Ledakan kecerdasan buatan (AI) pada tahun 2025 tidak hanya mengubah lanskap industri teknologi, tetapi juga secara signifikan membentuk ulang peta kekayaan global. Sepanjang tahun ini, lonjakan pasar saham berbasis AI dilaporkan telah menambah lebih dari USD 500 miliar ke pundi-pundi para taipan teknologi di Amerika Serikat.
Fenomena ini juga melahirkan lebih dari 50 miliarder baru di seluruh dunia. Namun, di balik angka-angka yang impresif tersebut, tersimpan sebuah ironi besar: teknologi yang menciptakan kekayaan fantastis ini juga semakin agresif dalam menggantikan peran manusia di berbagai sektor.
Pantau terus artikel terbaru dan terupdate hanya di mureks.co.id!

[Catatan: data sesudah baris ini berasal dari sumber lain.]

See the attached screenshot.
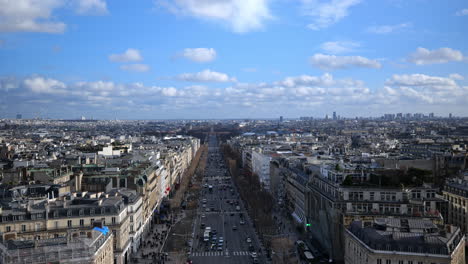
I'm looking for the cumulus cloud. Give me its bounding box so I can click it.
[455,8,468,16]
[74,0,108,15]
[310,53,382,70]
[109,49,143,62]
[367,23,411,34]
[175,69,236,82]
[385,74,468,106]
[407,47,463,65]
[386,74,457,90]
[120,63,150,72]
[449,73,465,81]
[24,77,66,94]
[157,0,272,33]
[301,0,361,30]
[320,41,361,54]
[0,0,66,33]
[0,76,19,92]
[181,48,217,63]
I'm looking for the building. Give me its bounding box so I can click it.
[443,179,468,232]
[252,150,271,190]
[345,218,465,264]
[0,227,114,264]
[0,192,131,264]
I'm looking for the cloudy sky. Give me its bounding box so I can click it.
[0,0,468,119]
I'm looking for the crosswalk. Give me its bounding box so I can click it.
[191,251,250,257]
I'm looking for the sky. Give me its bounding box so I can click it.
[0,0,468,119]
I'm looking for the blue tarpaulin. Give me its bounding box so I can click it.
[93,226,109,235]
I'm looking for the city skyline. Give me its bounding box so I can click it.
[0,0,468,119]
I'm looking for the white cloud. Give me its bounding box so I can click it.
[120,63,150,72]
[320,41,361,54]
[0,76,18,92]
[385,74,457,90]
[24,77,66,94]
[455,8,468,16]
[181,48,217,63]
[176,70,236,82]
[157,0,272,33]
[310,53,382,70]
[301,0,361,30]
[367,23,411,34]
[109,49,143,62]
[0,0,66,33]
[75,0,108,15]
[449,73,465,81]
[407,47,463,65]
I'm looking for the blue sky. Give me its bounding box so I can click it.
[0,0,468,119]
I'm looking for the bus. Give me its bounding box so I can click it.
[203,231,210,242]
[302,251,315,263]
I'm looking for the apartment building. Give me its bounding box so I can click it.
[0,228,114,264]
[344,218,465,264]
[0,193,131,264]
[442,179,468,232]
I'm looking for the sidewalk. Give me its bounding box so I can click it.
[132,212,185,263]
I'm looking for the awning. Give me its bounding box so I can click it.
[291,212,303,224]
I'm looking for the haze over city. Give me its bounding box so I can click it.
[0,0,468,119]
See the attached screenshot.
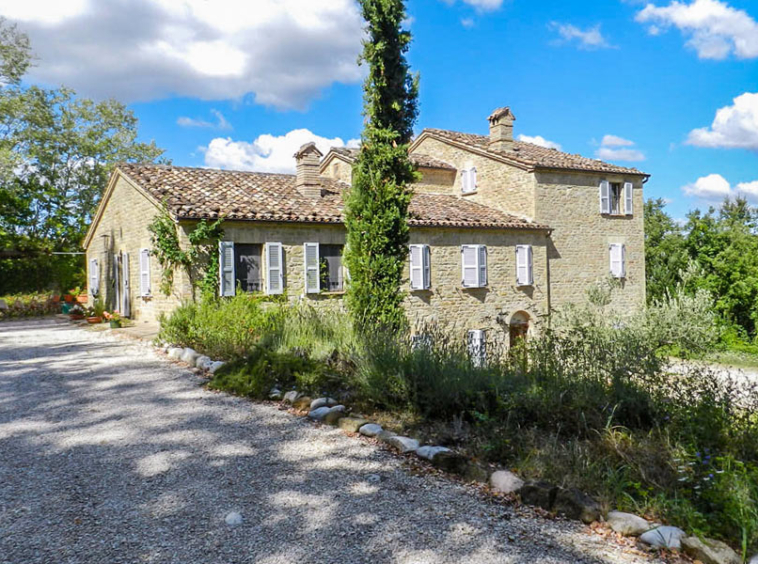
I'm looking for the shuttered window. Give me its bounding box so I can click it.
[516,245,534,286]
[461,245,487,288]
[624,182,634,215]
[461,167,476,194]
[218,241,236,296]
[410,245,432,290]
[266,243,284,294]
[139,249,150,296]
[89,259,100,297]
[467,329,487,367]
[303,243,321,294]
[600,180,611,214]
[609,244,626,278]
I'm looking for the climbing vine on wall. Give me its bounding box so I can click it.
[148,203,224,300]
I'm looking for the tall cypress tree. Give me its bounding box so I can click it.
[345,0,418,331]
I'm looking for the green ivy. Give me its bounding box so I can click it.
[345,0,418,331]
[147,207,224,300]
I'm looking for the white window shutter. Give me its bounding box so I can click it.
[139,249,150,296]
[516,245,534,286]
[477,245,487,288]
[218,241,237,296]
[624,182,634,215]
[610,243,626,278]
[266,243,284,294]
[303,243,321,294]
[461,245,479,288]
[600,180,611,214]
[423,245,432,290]
[410,245,424,290]
[89,259,100,297]
[468,329,487,367]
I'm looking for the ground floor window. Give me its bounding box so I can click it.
[319,245,343,292]
[234,243,263,292]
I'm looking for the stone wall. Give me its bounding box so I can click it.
[87,177,189,321]
[414,137,535,218]
[534,172,645,311]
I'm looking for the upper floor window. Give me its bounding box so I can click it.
[600,180,634,215]
[461,166,476,194]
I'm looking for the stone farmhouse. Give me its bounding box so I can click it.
[84,108,648,351]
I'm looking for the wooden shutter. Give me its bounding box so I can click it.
[89,259,100,297]
[139,249,150,296]
[477,245,487,288]
[121,252,132,317]
[468,329,487,367]
[600,180,611,214]
[218,241,237,296]
[610,243,626,278]
[266,243,284,294]
[624,182,634,215]
[516,245,534,286]
[423,245,432,290]
[461,245,479,288]
[303,243,321,294]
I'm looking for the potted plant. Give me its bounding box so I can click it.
[87,299,105,324]
[103,311,122,329]
[68,304,84,321]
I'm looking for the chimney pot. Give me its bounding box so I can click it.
[294,141,324,198]
[487,107,516,152]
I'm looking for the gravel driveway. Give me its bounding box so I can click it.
[0,319,664,564]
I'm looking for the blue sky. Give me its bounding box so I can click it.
[0,0,758,218]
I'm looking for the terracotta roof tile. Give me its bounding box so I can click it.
[421,128,647,176]
[118,164,549,230]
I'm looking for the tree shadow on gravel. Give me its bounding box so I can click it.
[0,322,660,564]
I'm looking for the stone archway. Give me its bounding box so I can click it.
[508,311,530,349]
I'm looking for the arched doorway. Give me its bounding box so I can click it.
[508,311,529,349]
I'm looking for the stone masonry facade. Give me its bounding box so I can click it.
[85,104,647,349]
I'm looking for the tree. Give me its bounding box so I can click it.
[345,0,418,330]
[645,198,689,303]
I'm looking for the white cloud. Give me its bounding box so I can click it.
[201,129,359,173]
[176,110,232,129]
[600,135,634,147]
[636,0,758,60]
[595,135,645,162]
[518,134,561,151]
[0,0,363,109]
[548,22,611,49]
[687,92,758,151]
[682,174,758,203]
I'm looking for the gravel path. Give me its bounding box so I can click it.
[0,319,664,564]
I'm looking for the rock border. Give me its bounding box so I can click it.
[134,334,758,564]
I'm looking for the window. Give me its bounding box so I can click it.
[139,249,150,297]
[600,180,634,215]
[234,243,263,292]
[266,243,284,294]
[461,245,487,288]
[218,241,236,296]
[410,245,432,290]
[468,329,487,367]
[319,245,344,292]
[461,167,476,194]
[89,259,100,297]
[516,245,534,286]
[609,243,626,278]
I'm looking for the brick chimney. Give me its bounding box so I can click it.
[487,107,516,152]
[294,141,324,198]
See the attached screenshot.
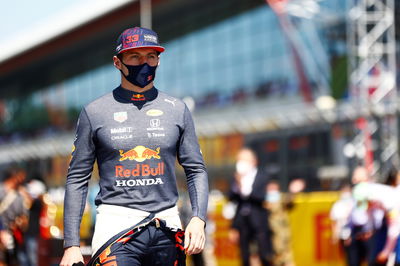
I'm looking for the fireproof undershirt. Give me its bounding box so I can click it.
[64,87,208,247]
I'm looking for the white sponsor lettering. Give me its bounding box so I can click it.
[164,99,176,107]
[147,118,164,131]
[110,127,133,134]
[114,112,128,123]
[111,135,133,140]
[151,132,165,138]
[115,177,164,187]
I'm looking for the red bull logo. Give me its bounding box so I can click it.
[119,145,161,162]
[131,93,146,101]
[115,162,164,178]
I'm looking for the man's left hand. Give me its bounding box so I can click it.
[185,217,206,255]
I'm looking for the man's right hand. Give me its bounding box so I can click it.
[60,246,83,266]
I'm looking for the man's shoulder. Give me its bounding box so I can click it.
[84,92,114,111]
[158,90,185,108]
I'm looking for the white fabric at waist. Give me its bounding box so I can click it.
[92,204,182,255]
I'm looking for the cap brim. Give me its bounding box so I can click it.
[117,45,165,54]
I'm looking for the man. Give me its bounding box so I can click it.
[61,27,208,266]
[228,148,273,266]
[353,183,400,265]
[0,166,30,265]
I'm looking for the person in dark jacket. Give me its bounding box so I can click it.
[228,148,273,266]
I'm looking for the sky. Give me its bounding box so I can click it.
[0,0,94,42]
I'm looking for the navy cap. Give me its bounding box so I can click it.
[115,27,165,54]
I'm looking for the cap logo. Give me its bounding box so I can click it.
[143,34,158,43]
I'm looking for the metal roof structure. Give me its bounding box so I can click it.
[0,96,399,164]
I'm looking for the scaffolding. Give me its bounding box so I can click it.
[347,0,399,177]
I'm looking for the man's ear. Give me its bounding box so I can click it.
[113,55,122,70]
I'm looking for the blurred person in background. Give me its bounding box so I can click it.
[25,176,46,266]
[353,180,400,266]
[385,166,400,265]
[228,148,273,266]
[265,180,295,266]
[330,183,357,266]
[0,166,30,265]
[346,166,382,266]
[61,27,208,266]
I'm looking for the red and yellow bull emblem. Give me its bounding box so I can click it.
[131,93,146,101]
[119,145,161,162]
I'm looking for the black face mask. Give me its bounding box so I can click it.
[121,61,157,88]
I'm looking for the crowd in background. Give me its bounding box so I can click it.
[330,166,400,266]
[0,151,400,266]
[0,166,46,266]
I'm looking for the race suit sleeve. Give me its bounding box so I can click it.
[64,109,96,248]
[178,106,208,221]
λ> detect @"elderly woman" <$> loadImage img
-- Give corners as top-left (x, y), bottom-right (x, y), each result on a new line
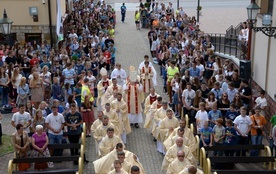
top-left (12, 124), bottom-right (30, 171)
top-left (32, 125), bottom-right (54, 170)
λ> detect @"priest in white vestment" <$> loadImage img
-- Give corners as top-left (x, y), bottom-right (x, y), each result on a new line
top-left (162, 137), bottom-right (197, 171)
top-left (156, 109), bottom-right (179, 154)
top-left (101, 78), bottom-right (123, 107)
top-left (99, 127), bottom-right (123, 157)
top-left (166, 150), bottom-right (191, 174)
top-left (170, 118), bottom-right (199, 153)
top-left (139, 55), bottom-right (158, 86)
top-left (144, 88), bottom-right (159, 115)
top-left (111, 63), bottom-right (127, 86)
top-left (144, 96), bottom-right (162, 129)
top-left (140, 61), bottom-right (153, 95)
top-left (91, 111), bottom-right (103, 155)
top-left (179, 165), bottom-right (204, 174)
top-left (93, 115), bottom-right (119, 143)
top-left (111, 151), bottom-right (132, 173)
top-left (108, 160), bottom-right (128, 174)
top-left (163, 128), bottom-right (192, 151)
top-left (111, 93), bottom-right (131, 144)
top-left (93, 143), bottom-right (145, 174)
top-left (103, 103), bottom-right (121, 130)
top-left (123, 66), bottom-right (143, 128)
top-left (97, 68), bottom-right (111, 110)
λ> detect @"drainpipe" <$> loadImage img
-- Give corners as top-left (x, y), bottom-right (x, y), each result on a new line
top-left (48, 0), bottom-right (54, 48)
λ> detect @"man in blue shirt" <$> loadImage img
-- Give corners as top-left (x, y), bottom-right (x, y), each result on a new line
top-left (121, 3), bottom-right (126, 22)
top-left (189, 62), bottom-right (200, 78)
top-left (62, 63), bottom-right (76, 88)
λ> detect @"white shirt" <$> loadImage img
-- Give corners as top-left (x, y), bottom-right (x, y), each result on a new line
top-left (45, 113), bottom-right (65, 135)
top-left (234, 115), bottom-right (252, 135)
top-left (111, 68), bottom-right (127, 86)
top-left (182, 89), bottom-right (195, 106)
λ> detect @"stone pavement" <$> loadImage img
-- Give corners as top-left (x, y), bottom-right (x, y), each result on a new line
top-left (85, 11), bottom-right (167, 174)
top-left (0, 0), bottom-right (246, 174)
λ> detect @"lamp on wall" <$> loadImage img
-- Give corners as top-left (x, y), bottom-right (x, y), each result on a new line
top-left (0, 9), bottom-right (13, 45)
top-left (29, 6), bottom-right (38, 22)
top-left (246, 0), bottom-right (276, 38)
top-left (0, 9), bottom-right (13, 35)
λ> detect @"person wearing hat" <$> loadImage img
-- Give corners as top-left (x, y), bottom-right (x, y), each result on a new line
top-left (45, 105), bottom-right (65, 156)
top-left (97, 68), bottom-right (111, 109)
top-left (123, 66), bottom-right (143, 128)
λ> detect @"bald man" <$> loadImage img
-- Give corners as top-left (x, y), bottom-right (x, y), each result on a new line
top-left (162, 137), bottom-right (197, 171)
top-left (167, 150), bottom-right (191, 174)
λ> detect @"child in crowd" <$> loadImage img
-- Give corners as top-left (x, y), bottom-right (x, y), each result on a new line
top-left (272, 123), bottom-right (276, 158)
top-left (52, 77), bottom-right (63, 101)
top-left (74, 83), bottom-right (82, 109)
top-left (208, 104), bottom-right (222, 128)
top-left (224, 119), bottom-right (237, 156)
top-left (200, 121), bottom-right (213, 148)
top-left (212, 118), bottom-right (225, 156)
top-left (195, 102), bottom-right (209, 134)
top-left (225, 103), bottom-right (240, 122)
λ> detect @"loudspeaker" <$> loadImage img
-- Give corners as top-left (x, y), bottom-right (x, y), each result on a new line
top-left (240, 60), bottom-right (251, 80)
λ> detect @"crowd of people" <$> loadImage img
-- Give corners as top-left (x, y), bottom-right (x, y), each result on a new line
top-left (0, 0), bottom-right (276, 174)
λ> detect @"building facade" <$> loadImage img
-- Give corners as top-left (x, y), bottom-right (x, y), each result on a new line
top-left (0, 0), bottom-right (68, 46)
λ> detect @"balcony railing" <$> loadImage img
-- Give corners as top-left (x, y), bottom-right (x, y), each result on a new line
top-left (209, 34), bottom-right (247, 60)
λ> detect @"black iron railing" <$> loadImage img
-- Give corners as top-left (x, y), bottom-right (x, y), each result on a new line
top-left (208, 23), bottom-right (247, 59)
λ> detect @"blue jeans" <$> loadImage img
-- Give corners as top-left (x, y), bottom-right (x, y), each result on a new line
top-left (250, 135), bottom-right (263, 156)
top-left (236, 136), bottom-right (249, 156)
top-left (0, 86), bottom-right (9, 106)
top-left (162, 67), bottom-right (167, 86)
top-left (48, 133), bottom-right (63, 156)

AI Lahirkan Miliarder dari Solusi Pengganti Tenaga Kerja
Forbes mencatat, mayoritas miliarder baru dari sektor AI berasal dari perusahaan-perusahaan Software as a Service (SaaS), pengembang foundation model, hingga startup yang secara eksplisit menawarkan solusi pengganti tenaga kerja manusia di sektor jasa dan manufaktur. Ini mengindikasikan bahwa sumber kekayaan baru ini sering kali berasal dari efisiensi ekstrem, yang kerap berujung pada pengurangan peran manusia.
Beberapa nama baru yang langsung mencuri perhatian adalah Bret Taylor, mantan eksekutif Facebook, dan Clay Bavor, eks petinggi Google. Keduanya kini masuk jajaran miliarder berkat startup AI mereka, Sierra. Perusahaan ini mengembangkan agen AI percakapan yang dirancang untuk menggantikan layanan pelanggan manusia.
Sierra rencananya akan dipamerkan di CES 2026 dengan klien besar seperti Rivian dan The North Face. Dari perspektif bisnis, ini adalah langkah efisien. Namun, dari sisi sosial, inovasi ini menandai ancaman nyata bagi jutaan pekerja layanan pelanggan di seluruh dunia.
Fenomena serupa juga terlihat pada Mercor, sebuah perusahaan rekrutmen berbasis AI yang didirikan oleh Brendan Foody, Adarsh Hiremath, dan Surya Midha. Ketiganya kini menjadi miliarder termuda dalam daftar Forbes. Ironisnya, perusahaan yang bergerak di bidang perekrutan justru mengandalkan AI untuk mengotomatisasi proses yang sebelumnya sangat bergantung pada tenaga manusia.
Investasi Melonjak, Kekayaan Terkonsentrasi
Arus modal ke sektor AI terus membesar secara signifikan. Sepanjang tahun 2025, investasi ke startup AI mencapai USD 202,3 miliar, sebuah lonjakan sekitar 75% dibandingkan tahun sebelumnya. Hampir 40% dari dana tersebut mengalir ke perusahaan-perusahaan pengembang foundation model, dengan OpenAI dan Anthropic menyedot 14% dari total investasi AI global.
Konsentrasi modal yang masif ini semakin memperkuat satu tren yang jelas: AI semakin dikuasai oleh segelintir perusahaan dan individu. Para pemain lama di industri teknologi juga turut menuai hasil besar dari ledakan AI ini.
Elon Musk, misalnya, mencatat lonjakan kekayaan hampir 50% menjadi USD 645 miliar, menjadikannya manusia pertama dengan kekayaan di atas USD 500 miliar. CEO Nvidia, Jensen Huang, menikmati kenaikan harta sebesar USD 41,8 miliar seiring valuasi perusahaannya menembus USD 5 triliun. Larry Page dan Jeff Bezos juga mencatatkan lonjakan kekayaan yang signifikan.
Namun, di saat segelintir orang merayakan pesta kekayaan, dampak AI bagi pekerja biasa justru kian mengkhawatirkan. Otomatisasi, agen AI, dan sistem generatif bukan lagi sekadar wacana, melainkan produk komersial yang siap memangkas biaya operasional—dan pada akhirnya, tenaga kerja. AI mungkin menjadi mesin uang paling efektif dekade ini, tetapi juga berpotensi memperlebar jurang ketimpangan sosial dan ekonomi.